指定された座標でマウスクリックを実行します
AI agents invoke mouse_click to trigger actions in Playwright MCP Server. What it does depends on the arguments the agent supplies, and its effects often reach beyond the immediate call — builds kicked off, notifications sent, workflows started.
A mouse click at arbitrary coordinates in a browser can trigger any interactive element — form submissions, navigation, file downloads, purchases, deletions, etc. The effect depends entirely on what is rendered at those coordinates, making this an Execute-class tool with high blast radius since an AI agent could click buttons with irreversible or sensitive consequences.

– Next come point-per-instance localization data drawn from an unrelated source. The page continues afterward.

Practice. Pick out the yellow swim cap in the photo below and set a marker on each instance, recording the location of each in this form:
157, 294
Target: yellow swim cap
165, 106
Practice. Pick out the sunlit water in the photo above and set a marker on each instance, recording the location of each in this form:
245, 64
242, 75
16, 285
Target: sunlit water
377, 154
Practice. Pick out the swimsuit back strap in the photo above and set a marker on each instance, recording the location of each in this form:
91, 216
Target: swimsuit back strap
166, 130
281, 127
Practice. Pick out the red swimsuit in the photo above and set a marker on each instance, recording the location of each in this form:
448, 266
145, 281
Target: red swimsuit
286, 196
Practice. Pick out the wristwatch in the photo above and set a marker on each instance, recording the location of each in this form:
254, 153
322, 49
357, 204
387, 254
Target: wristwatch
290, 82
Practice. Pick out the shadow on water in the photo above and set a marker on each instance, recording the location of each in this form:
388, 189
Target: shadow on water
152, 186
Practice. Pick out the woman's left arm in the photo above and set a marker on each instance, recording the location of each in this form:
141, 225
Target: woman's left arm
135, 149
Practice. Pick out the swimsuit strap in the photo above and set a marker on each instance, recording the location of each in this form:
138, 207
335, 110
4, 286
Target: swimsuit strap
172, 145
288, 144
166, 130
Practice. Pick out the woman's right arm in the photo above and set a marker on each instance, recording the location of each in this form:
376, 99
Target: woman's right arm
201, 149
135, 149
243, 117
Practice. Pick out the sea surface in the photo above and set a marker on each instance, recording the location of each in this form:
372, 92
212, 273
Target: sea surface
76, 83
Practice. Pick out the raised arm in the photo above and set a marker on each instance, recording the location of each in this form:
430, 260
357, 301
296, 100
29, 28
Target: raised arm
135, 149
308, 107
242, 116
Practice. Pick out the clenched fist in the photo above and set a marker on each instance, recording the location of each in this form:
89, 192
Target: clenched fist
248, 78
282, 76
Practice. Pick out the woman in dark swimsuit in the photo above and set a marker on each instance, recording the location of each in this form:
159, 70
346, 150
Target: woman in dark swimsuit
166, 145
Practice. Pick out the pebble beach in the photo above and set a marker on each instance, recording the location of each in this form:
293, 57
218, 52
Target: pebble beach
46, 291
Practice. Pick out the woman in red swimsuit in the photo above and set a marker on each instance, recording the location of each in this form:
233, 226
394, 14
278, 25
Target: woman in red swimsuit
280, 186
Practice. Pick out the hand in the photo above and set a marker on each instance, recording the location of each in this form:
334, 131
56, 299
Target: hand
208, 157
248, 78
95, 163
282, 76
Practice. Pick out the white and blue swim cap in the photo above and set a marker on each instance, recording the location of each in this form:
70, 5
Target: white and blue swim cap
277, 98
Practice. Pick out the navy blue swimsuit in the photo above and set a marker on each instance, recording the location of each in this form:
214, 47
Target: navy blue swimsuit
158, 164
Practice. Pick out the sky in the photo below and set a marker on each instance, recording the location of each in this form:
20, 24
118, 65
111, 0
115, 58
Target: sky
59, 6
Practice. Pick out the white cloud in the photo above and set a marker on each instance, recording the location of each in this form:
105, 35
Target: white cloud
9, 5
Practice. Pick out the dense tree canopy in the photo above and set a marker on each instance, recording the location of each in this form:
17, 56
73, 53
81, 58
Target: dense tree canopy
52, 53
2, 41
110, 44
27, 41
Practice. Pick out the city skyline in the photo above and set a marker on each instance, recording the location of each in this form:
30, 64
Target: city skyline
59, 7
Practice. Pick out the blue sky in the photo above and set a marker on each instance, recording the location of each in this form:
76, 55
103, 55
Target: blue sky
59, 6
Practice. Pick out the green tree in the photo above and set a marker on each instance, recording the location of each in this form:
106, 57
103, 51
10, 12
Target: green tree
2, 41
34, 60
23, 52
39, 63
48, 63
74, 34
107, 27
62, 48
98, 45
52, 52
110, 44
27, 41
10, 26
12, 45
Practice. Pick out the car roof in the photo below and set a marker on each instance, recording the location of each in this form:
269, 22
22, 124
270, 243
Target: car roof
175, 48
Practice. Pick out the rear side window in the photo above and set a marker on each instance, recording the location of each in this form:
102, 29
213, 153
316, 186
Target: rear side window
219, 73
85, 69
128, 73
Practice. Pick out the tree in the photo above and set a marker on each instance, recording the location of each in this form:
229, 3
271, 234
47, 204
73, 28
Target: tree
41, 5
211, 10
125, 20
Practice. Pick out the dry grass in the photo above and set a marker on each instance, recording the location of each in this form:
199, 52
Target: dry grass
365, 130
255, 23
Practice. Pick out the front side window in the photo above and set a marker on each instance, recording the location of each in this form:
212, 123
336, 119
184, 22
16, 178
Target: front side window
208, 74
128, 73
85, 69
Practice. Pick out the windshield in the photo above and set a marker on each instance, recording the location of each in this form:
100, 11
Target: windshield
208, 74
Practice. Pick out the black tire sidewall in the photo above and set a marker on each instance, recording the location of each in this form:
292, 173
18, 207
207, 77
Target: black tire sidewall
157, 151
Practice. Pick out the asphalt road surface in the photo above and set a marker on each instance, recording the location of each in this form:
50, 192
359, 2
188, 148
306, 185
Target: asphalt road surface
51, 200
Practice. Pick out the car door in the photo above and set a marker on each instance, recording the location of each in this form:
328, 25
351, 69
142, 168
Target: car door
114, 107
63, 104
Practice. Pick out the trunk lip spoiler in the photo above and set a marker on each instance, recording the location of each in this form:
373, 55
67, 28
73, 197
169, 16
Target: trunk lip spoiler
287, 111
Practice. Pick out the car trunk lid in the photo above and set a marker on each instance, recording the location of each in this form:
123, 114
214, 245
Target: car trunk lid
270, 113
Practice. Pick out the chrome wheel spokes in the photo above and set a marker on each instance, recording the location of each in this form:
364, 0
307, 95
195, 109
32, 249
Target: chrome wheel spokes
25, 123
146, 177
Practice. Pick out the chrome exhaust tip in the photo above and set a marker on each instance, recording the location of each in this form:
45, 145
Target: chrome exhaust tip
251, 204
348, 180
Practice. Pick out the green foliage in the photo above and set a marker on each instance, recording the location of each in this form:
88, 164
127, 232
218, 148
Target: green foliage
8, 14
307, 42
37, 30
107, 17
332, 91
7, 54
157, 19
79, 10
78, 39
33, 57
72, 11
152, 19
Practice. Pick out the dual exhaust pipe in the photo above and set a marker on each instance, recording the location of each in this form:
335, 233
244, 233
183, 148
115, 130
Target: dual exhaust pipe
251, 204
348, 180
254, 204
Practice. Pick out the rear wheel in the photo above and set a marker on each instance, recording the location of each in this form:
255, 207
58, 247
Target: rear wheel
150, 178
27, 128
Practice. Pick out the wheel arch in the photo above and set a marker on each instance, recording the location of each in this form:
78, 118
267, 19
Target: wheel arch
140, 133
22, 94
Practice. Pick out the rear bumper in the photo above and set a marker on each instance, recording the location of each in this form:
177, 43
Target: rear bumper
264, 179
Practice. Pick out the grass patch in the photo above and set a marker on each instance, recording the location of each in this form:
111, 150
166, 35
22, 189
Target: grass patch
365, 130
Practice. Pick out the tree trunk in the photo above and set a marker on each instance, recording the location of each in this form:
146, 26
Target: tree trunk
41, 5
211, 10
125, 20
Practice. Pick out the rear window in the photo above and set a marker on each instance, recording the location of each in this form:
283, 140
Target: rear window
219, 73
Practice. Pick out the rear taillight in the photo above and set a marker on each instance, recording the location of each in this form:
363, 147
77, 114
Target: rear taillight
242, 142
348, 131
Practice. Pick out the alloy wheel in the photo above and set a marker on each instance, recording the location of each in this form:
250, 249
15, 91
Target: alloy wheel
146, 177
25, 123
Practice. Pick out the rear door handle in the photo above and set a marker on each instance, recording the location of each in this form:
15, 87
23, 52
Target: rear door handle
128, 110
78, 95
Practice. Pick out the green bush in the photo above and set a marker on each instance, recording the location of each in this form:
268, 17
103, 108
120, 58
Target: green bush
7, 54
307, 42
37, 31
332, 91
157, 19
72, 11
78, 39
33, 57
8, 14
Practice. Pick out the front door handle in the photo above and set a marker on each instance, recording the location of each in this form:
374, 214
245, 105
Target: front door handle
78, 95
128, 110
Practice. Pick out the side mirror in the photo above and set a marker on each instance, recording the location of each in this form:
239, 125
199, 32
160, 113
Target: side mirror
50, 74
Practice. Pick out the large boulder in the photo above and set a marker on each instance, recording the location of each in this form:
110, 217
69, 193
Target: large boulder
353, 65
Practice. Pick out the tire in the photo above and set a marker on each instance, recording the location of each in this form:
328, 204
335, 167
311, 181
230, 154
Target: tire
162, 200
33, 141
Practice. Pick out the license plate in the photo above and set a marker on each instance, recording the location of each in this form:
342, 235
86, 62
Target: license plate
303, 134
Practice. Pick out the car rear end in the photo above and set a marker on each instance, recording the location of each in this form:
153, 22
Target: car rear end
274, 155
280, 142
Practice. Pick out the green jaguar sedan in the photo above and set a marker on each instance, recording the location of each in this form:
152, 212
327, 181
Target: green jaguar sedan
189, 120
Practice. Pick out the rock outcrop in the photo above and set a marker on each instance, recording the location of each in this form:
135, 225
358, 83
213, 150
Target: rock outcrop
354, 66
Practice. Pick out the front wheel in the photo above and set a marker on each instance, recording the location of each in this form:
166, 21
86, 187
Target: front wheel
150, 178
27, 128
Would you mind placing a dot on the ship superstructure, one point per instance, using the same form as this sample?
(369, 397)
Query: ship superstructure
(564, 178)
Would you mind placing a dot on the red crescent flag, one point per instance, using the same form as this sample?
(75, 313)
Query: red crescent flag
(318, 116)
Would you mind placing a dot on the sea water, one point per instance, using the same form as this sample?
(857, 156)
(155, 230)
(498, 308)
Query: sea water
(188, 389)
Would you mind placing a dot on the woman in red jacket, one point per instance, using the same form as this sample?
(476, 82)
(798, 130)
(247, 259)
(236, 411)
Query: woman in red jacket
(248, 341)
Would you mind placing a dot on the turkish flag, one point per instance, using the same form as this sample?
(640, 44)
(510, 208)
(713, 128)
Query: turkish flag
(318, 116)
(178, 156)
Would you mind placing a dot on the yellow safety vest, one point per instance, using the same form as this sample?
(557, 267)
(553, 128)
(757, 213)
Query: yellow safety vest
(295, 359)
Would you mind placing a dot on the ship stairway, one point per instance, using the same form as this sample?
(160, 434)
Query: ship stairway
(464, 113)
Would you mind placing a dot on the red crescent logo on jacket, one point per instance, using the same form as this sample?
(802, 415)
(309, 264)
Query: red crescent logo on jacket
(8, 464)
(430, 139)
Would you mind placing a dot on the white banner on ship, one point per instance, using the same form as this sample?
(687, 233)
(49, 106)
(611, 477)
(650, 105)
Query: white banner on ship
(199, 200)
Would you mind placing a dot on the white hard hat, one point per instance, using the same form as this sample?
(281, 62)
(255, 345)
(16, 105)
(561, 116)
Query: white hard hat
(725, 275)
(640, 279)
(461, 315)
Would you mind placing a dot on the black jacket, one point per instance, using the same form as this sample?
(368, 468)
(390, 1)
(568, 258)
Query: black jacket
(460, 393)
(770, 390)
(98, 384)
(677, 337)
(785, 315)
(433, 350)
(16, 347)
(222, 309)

From the tool's definition "マウスクリックを実行します" (executes a mouse click at specified coordinates)
Attacks that exploit this kind of access
指定された座標でマウスクリックを実行します. It is categorised as a Execute tool in the Playwright MCP Server MCP Server, which means it can trigger actions or run processes. Use rate limits and argument validation.
Register the Playwright MCP Server MCP server in PolicyLayer and add a rule for mouse_click: allow, deny, rate-limit, or require approval. Point your MCP client at the PolicyLayer proxy URL and the rule is enforced on every call, before it reaches Playwright MCP Server. Nothing to install.
mouse_click is a Execute tool with high risk. Execute tools should be rate-limited and have argument validation enabled.
Yes. Add a rate_limit block to the mouse_click rule in your PolicyLayer policy. For example, setting max: 10 and window: 60 limits the tool to 10 calls per minute. Rate limits are tracked per agent session and reset automatically.
Set action: deny in the PolicyLayer policy for mouse_click. The AI agent will receive a policy violation error and cannot call the tool. You can also include a reason field to explain why the tool is blocked.
mouse_click is provided by the Playwright MCP Server MCP server (kotelberg/playwright-mcp-server). PolicyLayer sits as a proxy in front of this server to enforce policies before tool calls reach the server.
Every MCP server has a record like this.
Type a name, get the same breakdown: verified identity, auth posture, risk grade, capabilities, recommended policy.